US 11,954,910 B2
Dynamic multi-resolution processing for video classification
Rameswar Panda, Medford, MA (US); Yue Meng, Cambridge, MA (US); Chung-Ching Lin, White Plains, NY (US); Rogerio Schmidt Feris, West Hartford, CT (US); and Aude Jeanne Oliva, Cambridge, MA (US)
Assigned to International Business Machines Corporation, Armonk, NY (US); and MASSACHUSETTS INSTITUTE OF TECHNOLOGY, MA, Cambridge, MA (US)
Filed by International Business Machines Corporation, Armonk, NY (US); and Massachusetts Institute of Technology, Cambridge, MA (US)
Filed on Dec. 26, 2020, as Appl. No. 17/134,315.
Prior Publication US 2022/0215198 A1, Jul. 7, 2022
Int. Cl. G06V 20/40 (2022.01); G06F 18/21 (2023.01); G06N 3/04 (2023.01); G06N 3/08 (2023.01); G06T 3/40 (2006.01)

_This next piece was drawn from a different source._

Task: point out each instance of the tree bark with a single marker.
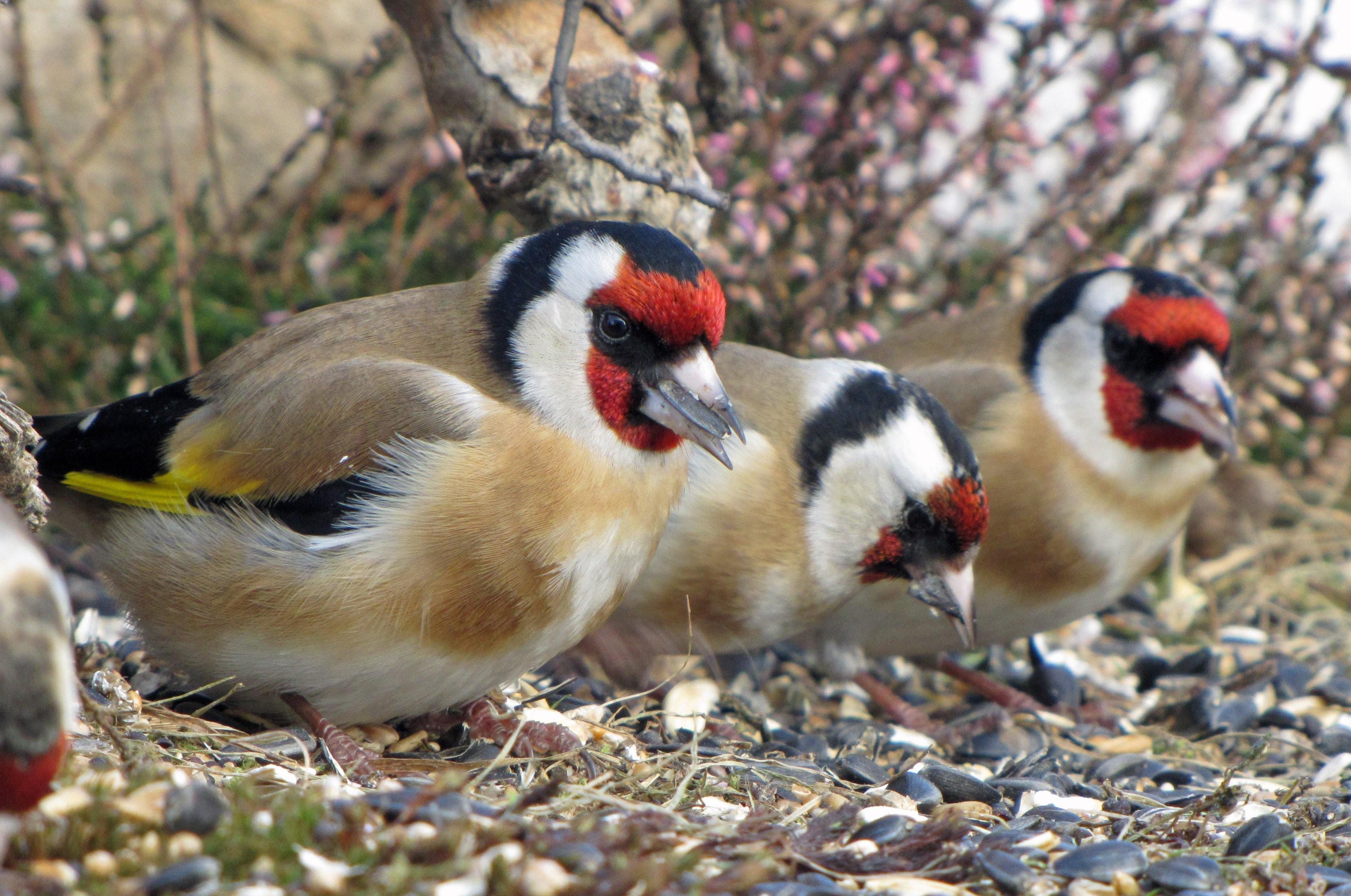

CPC G06V 20/41 (2022.01) [G06F 18/217 (2023.01); G06N 3/04 (2013.01); G06N 3/08 (2013.01); G06T 3/40 (2013.01); G06V 20/44 (2022.01)] 21 Claims
OG exemplary drawing
 
1. A method comprising:
obtaining a plurality of video frames of a video;
determining a resolution targeted for action classification for classifying each video frame of the plurality of video frames by analyzing each video frame using a policy network, wherein the policy network has a feature extractor and is trained to determine the resolution targeted to action classification;
rescaling, based on the determined resolution targeted for action classification, each video frame;
routing each rescaled video frame to a classifier of a backbone network, wherein the classifier routed to corresponds to the determined resolution;
classifying each rescaled video frame using the corresponding classifier of the backbone network to obtain a plurality of classifications; and
averaging the classifications to determine an action classification of the video.